Nuclear power is back on Australia’s radar. In its recent issues paper released as a preface to September’s Energy White Paper, the Abbott government reopened the debate thus:
With environmental considerations constraining the further development of hydro-electric sources, nuclear technologies continue to present an option for future reliable energy that can be readily dispatched into the market.
This sentence appears in a passage dealing with the “move to low-emissions energy”, and although nuclear is not explicitly described as a low-emission option, it certainly looks as if the government is prepared to consider embracing nuclear power as part of an alleged move away from fossil fuels.

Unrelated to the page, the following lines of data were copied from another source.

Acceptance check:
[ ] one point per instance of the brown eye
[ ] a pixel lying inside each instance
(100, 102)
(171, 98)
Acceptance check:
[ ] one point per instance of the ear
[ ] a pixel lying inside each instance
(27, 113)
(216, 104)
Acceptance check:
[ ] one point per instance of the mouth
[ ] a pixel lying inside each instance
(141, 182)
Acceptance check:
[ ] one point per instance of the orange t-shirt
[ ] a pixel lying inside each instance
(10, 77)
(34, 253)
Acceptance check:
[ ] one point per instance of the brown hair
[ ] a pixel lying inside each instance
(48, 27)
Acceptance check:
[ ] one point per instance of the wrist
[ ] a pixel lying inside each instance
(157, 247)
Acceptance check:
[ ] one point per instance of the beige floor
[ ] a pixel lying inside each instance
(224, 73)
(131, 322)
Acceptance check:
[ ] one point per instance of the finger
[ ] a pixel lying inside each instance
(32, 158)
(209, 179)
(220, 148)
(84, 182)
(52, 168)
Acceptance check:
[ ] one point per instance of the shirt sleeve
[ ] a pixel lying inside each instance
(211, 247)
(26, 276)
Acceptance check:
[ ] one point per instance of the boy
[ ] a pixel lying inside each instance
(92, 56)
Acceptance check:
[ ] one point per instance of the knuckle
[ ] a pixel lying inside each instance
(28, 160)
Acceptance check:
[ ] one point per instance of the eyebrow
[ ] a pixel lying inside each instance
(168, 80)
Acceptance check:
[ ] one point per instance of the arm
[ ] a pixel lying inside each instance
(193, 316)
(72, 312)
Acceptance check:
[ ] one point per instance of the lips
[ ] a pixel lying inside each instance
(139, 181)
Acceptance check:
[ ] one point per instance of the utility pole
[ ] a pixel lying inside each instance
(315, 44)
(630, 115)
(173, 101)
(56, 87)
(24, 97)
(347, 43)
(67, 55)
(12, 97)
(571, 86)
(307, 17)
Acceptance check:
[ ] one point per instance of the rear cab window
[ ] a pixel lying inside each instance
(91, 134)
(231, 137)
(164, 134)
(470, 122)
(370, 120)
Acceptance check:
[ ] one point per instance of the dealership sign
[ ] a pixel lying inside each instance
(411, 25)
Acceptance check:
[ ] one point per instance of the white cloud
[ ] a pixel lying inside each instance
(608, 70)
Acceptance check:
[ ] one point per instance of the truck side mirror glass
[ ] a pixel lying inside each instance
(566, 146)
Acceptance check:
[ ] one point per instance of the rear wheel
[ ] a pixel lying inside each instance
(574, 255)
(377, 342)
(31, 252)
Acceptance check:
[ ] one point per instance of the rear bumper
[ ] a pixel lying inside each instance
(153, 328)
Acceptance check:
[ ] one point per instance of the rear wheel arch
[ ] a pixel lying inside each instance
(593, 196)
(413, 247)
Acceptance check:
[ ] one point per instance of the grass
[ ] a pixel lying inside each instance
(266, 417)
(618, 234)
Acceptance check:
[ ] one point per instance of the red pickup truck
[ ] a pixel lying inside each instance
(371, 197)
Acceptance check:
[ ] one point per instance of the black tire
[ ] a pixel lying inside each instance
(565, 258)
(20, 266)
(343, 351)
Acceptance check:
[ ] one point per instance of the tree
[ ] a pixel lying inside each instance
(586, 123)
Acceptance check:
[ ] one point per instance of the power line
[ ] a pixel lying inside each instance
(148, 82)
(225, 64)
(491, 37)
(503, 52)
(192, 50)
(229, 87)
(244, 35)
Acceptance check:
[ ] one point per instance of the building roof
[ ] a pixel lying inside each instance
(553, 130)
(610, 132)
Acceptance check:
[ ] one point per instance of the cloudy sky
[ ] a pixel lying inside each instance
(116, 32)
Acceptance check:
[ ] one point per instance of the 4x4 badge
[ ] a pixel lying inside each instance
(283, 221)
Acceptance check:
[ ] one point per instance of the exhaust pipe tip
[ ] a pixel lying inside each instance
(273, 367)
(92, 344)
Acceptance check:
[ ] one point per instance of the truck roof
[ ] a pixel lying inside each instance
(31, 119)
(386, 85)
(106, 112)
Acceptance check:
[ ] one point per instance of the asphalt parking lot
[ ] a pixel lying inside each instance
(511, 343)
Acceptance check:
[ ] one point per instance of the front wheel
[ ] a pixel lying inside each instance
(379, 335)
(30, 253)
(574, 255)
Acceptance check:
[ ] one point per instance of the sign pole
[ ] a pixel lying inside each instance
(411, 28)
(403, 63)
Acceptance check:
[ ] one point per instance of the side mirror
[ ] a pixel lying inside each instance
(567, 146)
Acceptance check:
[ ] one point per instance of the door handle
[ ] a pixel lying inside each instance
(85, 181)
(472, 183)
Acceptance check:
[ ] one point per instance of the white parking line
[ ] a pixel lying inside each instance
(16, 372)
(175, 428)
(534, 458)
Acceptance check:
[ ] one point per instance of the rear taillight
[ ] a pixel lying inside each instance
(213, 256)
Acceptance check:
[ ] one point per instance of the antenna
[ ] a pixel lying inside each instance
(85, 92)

Is nuclear energy really low-emission?
Unfortunately, the notion that nuclear energy is a low-emission technology doesn’t really stack up when the whole nuclear fuel life cycle is considered. In reality, the only CO2-free link in the chain is the reactor’s operation. All of the other steps – mining, milling, fuel fabrication, enrichment, reactor construction, decommissioning and waste management – use fossil fuels and hence emit carbon dioxide.

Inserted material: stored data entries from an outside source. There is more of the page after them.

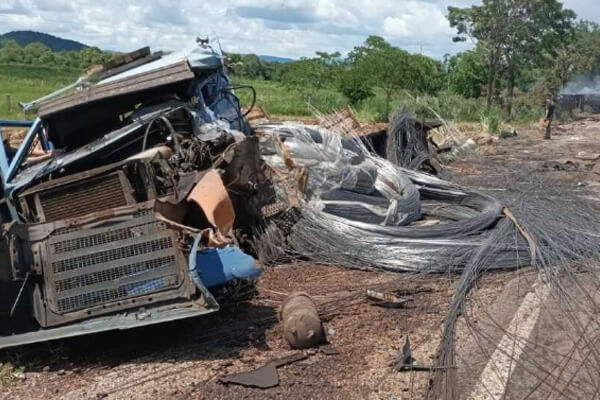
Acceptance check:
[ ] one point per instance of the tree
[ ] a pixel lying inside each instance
(10, 52)
(467, 73)
(353, 85)
(513, 34)
(383, 66)
(425, 74)
(309, 75)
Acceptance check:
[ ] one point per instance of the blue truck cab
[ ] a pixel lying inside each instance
(126, 222)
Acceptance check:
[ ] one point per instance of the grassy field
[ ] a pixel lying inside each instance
(26, 83)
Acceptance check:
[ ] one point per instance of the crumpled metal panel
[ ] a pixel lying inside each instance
(151, 79)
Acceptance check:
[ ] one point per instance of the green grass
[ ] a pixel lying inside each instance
(280, 100)
(25, 83)
(20, 83)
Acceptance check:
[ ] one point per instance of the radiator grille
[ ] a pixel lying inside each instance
(81, 198)
(92, 267)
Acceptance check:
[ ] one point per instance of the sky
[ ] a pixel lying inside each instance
(285, 28)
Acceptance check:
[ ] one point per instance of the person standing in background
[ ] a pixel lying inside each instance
(547, 121)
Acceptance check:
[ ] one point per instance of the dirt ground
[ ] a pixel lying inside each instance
(184, 360)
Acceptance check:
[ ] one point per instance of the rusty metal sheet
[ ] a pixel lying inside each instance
(210, 194)
(163, 76)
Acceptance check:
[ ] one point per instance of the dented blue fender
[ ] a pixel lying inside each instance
(213, 267)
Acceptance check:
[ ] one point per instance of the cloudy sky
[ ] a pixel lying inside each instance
(287, 28)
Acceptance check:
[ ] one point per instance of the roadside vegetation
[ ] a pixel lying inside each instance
(523, 51)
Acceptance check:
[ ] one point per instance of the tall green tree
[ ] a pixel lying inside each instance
(467, 73)
(309, 75)
(513, 34)
(383, 66)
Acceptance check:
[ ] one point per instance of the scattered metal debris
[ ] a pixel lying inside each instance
(387, 299)
(264, 377)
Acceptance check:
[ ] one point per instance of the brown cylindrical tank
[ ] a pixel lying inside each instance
(302, 327)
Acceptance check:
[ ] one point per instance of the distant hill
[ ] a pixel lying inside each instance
(276, 59)
(23, 38)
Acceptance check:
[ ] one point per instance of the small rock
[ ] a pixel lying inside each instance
(19, 375)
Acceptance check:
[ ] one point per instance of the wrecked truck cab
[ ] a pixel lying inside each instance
(125, 223)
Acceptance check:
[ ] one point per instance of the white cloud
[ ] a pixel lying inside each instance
(418, 19)
(292, 28)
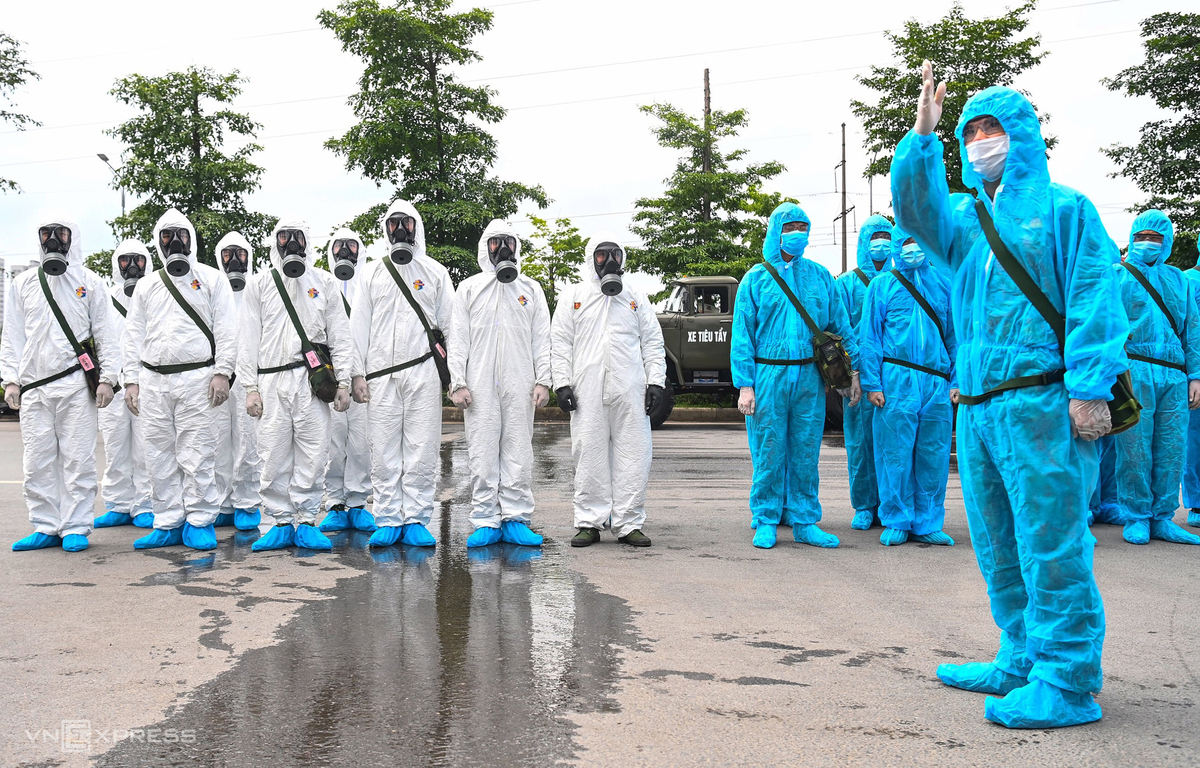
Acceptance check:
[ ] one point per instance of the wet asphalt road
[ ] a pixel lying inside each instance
(700, 651)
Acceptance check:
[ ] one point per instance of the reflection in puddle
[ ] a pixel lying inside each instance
(427, 658)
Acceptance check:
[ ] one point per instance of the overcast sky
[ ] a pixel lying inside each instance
(571, 75)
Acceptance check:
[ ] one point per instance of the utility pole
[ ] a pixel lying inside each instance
(708, 144)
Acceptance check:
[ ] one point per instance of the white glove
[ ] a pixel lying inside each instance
(1090, 419)
(929, 105)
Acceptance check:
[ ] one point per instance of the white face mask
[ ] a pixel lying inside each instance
(988, 156)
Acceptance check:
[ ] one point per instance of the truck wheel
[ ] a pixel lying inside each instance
(663, 412)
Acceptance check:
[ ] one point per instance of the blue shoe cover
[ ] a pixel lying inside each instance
(811, 534)
(1167, 531)
(418, 535)
(161, 538)
(75, 543)
(336, 520)
(893, 537)
(309, 538)
(277, 538)
(203, 538)
(36, 541)
(387, 535)
(1137, 532)
(363, 520)
(983, 678)
(112, 519)
(483, 538)
(516, 532)
(937, 537)
(765, 535)
(246, 519)
(1041, 705)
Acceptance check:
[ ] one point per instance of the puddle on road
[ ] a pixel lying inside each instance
(427, 658)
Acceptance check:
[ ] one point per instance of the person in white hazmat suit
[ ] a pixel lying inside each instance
(610, 371)
(293, 435)
(348, 473)
(499, 372)
(401, 382)
(125, 486)
(43, 377)
(238, 463)
(178, 357)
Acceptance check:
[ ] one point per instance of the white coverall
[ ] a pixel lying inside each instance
(238, 461)
(499, 351)
(125, 486)
(179, 430)
(348, 474)
(58, 420)
(607, 349)
(293, 432)
(405, 413)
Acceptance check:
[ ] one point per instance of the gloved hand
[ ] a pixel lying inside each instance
(565, 396)
(253, 405)
(747, 402)
(929, 105)
(360, 390)
(103, 395)
(131, 399)
(12, 396)
(654, 397)
(342, 400)
(461, 397)
(219, 389)
(1090, 419)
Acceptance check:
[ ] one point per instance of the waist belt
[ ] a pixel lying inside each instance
(771, 361)
(179, 367)
(905, 364)
(1174, 366)
(396, 369)
(1021, 382)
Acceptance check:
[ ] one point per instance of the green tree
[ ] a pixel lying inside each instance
(174, 157)
(552, 256)
(707, 222)
(967, 54)
(15, 72)
(1165, 161)
(420, 129)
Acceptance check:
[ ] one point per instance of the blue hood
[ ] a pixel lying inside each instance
(1026, 165)
(784, 214)
(1157, 221)
(873, 225)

Several analyses by researchers who are independent of the nuclear industry have found that total CO2 emissions depend sensitively on the grade of uranium ore mined and milled. The lower the grade, the more fossil fuels are used, and so the higher the resulting emissions.
In one such study, the nuclear physicist (and nuclear energy advocate) Manfred Lenzen found that CO2 emissions from the nuclear fuel cycle increase from 80 grams per kilowatt-hour (g/kWh) where uranium ore is high-grade at 0.15%, to 131 g/kWh where the ore grade declines to low-grade at 0.01%.
Other experts, such as nuclear energy critics Jan Willem Storm van Leeuwen and Philip Smith, using assumptions less favourable to nuclear energy, have reported an increase in emissions from 117 g/kWh for high-grade ore to 437 g/kWh for low-grade ore.
For comparison, the life-cycle emissions from wind power are 10–20 g/kWh, depending upon location, and from gas-fired power stations 500–600 g/kWh. So depending on your choice of analysis, nuclear power can be viewed as almost as emissions-intensive as gas.
Making the grade
The quantity of known global uranium reserves with ore grades richer than the critical level of 0.01% is very limited. With the 2013 contribution by nuclear energy of about 10% of the world’s electricity generation, the high-grade reserves would at best last several decades. It doesn’t make sense to invest vast amounts of money in a technology that will emit more and more CO2 over time.
Are there alternative future pathways for obtaining nuclear fuel that could have lower emissions? Although there are vast quantities of uranium oxide in the Earth’s crust, almost all of such reserves exist at very low concentrations, typically 0.0004%. At this grade, 1000 tonnes of ore would have to be mined to get 4 kilograms of uranium in the form of yellowcake.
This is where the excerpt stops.